Scientists from the California Institute of Technology (Caltech) have discovered a way to propel an object using only light. The implications of the research could be huge as it could potentially allow a spacecraft to reach planets outside the solar system in just 20 years – a huge decrease on the millions of years which had been proposed. Caltech researchers designed the so-called “photonic levitation and propulsion” system using nanoscale patterns of light to move much larger objects.

A piece of paper is about 100,000 nanometres thick.

Their theoretical device works by using “optical tweezers” which fire powerful lasers which can attract and push away objects.

The laser is then reflected on an etching on the object which allows it to “self-stabilise”.

Lead researcher Dr Ognjen Ilic put it simply: “One can levitate a ping pong ball using a steady stream of air from a hair dryer.
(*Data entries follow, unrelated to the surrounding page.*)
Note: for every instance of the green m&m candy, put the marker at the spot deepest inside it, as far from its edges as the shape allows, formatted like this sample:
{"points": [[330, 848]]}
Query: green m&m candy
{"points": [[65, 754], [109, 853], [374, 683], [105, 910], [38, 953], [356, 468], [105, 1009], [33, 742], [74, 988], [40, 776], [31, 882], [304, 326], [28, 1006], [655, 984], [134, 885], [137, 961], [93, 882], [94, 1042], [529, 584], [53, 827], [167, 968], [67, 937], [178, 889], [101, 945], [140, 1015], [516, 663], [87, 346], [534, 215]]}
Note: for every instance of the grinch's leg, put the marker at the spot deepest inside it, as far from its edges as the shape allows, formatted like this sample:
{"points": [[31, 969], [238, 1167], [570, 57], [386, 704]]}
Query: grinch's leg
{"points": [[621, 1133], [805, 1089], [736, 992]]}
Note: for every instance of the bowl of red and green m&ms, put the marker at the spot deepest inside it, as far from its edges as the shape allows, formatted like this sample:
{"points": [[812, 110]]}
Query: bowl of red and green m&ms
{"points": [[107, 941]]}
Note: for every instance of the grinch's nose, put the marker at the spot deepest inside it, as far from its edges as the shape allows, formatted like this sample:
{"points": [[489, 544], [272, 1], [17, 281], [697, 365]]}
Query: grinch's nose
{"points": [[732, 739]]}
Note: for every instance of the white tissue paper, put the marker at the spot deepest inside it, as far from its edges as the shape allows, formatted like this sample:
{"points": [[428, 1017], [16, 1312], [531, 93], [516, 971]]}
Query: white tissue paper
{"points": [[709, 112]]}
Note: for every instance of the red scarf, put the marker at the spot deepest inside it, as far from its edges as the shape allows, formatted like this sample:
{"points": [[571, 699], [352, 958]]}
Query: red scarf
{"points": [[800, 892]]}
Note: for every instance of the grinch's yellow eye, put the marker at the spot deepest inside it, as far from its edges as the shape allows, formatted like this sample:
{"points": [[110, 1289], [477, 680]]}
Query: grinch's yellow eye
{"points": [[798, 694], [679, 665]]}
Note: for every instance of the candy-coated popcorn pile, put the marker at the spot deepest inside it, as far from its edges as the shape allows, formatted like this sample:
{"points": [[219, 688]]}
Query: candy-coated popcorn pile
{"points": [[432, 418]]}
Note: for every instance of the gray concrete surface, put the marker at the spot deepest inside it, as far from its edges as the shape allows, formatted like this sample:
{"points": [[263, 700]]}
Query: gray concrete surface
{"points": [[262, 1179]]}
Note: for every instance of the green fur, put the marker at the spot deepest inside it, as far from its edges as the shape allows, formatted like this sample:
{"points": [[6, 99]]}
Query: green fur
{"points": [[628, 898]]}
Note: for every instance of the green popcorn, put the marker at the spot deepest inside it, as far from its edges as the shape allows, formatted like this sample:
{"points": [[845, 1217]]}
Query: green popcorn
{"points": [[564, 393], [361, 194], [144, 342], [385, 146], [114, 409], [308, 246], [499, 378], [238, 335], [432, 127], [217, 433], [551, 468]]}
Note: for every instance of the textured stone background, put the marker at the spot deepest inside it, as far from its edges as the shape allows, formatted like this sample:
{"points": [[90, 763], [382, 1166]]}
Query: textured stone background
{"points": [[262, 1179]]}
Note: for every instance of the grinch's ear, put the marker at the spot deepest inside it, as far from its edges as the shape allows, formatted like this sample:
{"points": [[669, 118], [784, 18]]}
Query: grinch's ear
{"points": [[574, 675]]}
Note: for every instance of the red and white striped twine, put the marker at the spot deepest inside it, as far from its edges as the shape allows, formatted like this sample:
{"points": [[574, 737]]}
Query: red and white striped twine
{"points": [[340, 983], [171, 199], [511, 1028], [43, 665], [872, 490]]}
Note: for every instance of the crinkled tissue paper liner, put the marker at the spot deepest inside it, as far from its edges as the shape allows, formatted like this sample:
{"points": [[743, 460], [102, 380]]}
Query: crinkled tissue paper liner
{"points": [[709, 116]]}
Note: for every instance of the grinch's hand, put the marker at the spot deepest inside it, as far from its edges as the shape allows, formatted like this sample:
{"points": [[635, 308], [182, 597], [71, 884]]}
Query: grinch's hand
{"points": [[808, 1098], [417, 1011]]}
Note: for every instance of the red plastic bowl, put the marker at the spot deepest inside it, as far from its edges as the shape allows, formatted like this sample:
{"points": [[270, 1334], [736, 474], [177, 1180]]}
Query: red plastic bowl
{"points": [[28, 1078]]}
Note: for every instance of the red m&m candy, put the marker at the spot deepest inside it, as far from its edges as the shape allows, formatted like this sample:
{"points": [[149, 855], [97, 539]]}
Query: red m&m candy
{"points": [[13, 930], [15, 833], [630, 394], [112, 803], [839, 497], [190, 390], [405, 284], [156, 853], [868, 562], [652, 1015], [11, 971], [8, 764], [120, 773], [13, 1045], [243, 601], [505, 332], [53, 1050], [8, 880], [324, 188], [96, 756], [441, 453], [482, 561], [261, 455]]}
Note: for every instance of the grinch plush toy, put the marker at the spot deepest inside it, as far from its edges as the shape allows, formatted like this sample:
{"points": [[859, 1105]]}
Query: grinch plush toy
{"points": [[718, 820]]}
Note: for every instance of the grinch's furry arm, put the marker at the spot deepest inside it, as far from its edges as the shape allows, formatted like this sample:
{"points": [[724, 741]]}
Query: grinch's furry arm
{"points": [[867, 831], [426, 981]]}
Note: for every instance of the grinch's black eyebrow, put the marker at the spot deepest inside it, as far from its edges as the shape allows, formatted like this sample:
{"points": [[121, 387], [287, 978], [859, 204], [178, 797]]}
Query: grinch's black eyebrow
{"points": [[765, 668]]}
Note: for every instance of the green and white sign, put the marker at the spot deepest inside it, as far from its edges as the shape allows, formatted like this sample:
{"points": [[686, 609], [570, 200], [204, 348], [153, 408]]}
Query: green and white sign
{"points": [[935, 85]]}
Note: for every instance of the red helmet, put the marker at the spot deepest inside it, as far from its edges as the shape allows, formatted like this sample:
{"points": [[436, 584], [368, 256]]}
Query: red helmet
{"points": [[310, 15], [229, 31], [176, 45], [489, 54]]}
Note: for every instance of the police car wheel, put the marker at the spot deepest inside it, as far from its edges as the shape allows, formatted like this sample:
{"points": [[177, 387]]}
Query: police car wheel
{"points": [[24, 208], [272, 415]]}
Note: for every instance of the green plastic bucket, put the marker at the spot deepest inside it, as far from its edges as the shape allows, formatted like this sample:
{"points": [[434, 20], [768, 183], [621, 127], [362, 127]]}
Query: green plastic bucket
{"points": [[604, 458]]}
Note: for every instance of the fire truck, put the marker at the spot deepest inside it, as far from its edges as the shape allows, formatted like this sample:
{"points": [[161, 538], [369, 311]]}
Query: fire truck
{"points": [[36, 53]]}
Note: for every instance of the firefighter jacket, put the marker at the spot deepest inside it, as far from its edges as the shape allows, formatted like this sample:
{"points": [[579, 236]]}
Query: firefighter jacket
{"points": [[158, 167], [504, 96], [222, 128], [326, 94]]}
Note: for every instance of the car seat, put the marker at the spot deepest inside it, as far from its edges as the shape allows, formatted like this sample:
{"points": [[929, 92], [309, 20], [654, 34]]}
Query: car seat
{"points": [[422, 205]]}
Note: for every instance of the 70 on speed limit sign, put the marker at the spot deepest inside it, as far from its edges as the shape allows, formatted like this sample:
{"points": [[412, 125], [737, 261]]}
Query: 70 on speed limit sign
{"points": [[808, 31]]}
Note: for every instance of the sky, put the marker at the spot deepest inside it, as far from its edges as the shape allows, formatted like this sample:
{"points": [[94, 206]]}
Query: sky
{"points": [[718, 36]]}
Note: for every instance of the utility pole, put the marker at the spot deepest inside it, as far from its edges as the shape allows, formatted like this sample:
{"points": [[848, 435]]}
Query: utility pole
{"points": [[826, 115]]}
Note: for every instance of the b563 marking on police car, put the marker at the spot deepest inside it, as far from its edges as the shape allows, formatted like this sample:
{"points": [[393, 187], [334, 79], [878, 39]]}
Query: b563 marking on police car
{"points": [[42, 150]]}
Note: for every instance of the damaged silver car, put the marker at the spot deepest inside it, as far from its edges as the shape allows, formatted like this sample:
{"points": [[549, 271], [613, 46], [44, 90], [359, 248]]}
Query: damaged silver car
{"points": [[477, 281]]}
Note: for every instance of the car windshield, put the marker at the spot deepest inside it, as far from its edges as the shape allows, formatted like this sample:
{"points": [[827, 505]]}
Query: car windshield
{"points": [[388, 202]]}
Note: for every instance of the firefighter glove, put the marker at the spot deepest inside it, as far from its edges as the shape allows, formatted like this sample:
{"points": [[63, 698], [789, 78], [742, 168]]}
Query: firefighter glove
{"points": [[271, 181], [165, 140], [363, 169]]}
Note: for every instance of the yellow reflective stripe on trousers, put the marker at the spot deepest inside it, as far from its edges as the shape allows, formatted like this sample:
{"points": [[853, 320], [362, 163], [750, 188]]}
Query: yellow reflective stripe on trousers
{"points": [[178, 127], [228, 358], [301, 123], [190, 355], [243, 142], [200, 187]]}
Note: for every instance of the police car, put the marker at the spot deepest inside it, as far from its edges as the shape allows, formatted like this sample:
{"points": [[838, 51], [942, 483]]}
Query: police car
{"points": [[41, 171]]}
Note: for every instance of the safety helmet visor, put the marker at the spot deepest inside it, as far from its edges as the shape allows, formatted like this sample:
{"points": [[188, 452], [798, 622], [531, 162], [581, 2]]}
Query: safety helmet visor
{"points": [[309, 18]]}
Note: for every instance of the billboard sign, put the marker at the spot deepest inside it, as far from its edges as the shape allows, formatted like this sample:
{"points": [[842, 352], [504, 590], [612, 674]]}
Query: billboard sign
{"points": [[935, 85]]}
“But it wouldn’t work if the ping pong ball were too big, or if it were too far away from the hair dryer, and so on.”

For now, the research is purely theoretical but the scientists behind the study say in the future, the laser beam could be billions of miles away, which could be the future of intergalactic space travel.

As the spacecraft would not need to carry any fuel, it would be able to travel at close to the speed of light, allowing experts to explore distant planets.

Professor Harry Atwater, who is also the director of the Joint Center for Artificial Photosynthesis, said: “There is an audaciously interesting application to use this technique as a means for propulsion of a new generation of spacecraft.

“We’re a long way from actually doing that, but we are in the process of testing out the principles.”

All potential spacecrafts are likely to be unmanned, however, according to the research published in the journal Nature Photonics.